Un risque que Salesky Transports prévient en permettant à ses livreurs de nuit de se reposer après leur tournée avant de reprendre la route pour se rendre à leur domicile. Ce temps de repos limite les risques d’accident. Par ailleurs, l’entreprise encourage les chauffeurs à faire des pauses s’ils se sentent somnolents. Le reste du personnel a été sensibilisé tout comme les clients de l’entreprise. « Ce qui garantit au chauffeur qu’il pourra se reposer à tout moment sans craindre de subir des pressions », rapporte docteur Joëlle Adrien, neurobiologiste, directrice de recherche à l’Institut national de la santé et de la recherche médicale (Inserm) et présidente de l’Institut national du sommeil et de la vigilance (INVS) qui a organisé cette année, avec la fondation Vinci Autoroutes, une table ronde intitulée »La somnolence au volant, comment sensibiliser les entreprises et leurs collaborateurs ? ».

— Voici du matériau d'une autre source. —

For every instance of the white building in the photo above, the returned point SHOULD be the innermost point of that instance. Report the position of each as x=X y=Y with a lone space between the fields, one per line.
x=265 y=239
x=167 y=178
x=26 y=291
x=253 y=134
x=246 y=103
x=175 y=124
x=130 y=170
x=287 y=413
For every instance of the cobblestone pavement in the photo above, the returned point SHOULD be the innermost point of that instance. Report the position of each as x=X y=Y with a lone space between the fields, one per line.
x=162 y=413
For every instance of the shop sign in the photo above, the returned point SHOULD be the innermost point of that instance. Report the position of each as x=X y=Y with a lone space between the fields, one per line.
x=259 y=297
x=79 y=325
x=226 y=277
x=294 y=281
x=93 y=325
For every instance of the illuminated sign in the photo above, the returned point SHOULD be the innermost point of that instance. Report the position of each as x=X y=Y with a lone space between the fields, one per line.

Plusieurs entreprises y ont apporté leur témoignage dont Johnson & Johnson qui a lancé il y a une vingtaine d’années le programme mondial Fleet Safety qui est basé sur des actions de prévention.
Eliane Kan
* Les 12 types d’infractions routières concernées par le nouvel article du code de la route concernent : le non port de la ceinture de sécurité, l’usage du téléphone tenu en main, l’usage des voies et chaussées réservées à certaines catégories de véhicules, la circulation sur les bandes d’arrêt d’urgence, le respect des distances de sécurité entre les véhicules, le franchissement et le chevauchement des lignes continues, les signalisations imposant l’arrêt des véhicules, les vitesses maximales autorisées et les dépassements (ex. : dépassements à droite).
L’innovation au service de la prévention des risques routiers
Pour améliorer la sécurité routière, la délégation à la sécurité routière a organisé un concours qui distingue les produits ou services innovants. Sur les 19 nominés quatre lauréats ont été retenus. Parmi lesquels, Liberty Rider propose une application mobile capable de détecter les accidents en deux-roues et d’avertir les secours. Idem pour Awaken Car. Cette startup propose un dispositif embarqué afin de prévenir les conséquences des accidents routiers. Il s’agit d’un boîtier connecté qui avertit le SAMU en temps réel lors d’un accident. Ce dispositif embarque une carte 3G et qui se branche sur la prise diagnostic de la voiture. Ce boitier embarque un accéléromètre, une puce GPS et une carte Sim. Grâce à quoi, lors d’un accident, le véhicule est géolocalisé et un message est transmis au Samu si nécessaire. Pour éviter les fausses alertes, la jeune startup a travaillé avec cet organisme pour déterminer à quel niveau il est nécessaire de transmettre une alerte. Pour cela, le logiciel embarqué analyse la vitesse, l’intensité du choc ou la réalisation de tonneaux. Avec l’application Awaken car téléchargée sur smartphone, le conducteur peut aussi connaître l’état de son véhicule pour mieux l’entretenir. Et éviter ainsi les risques de défaillance mécanique et d’accidents.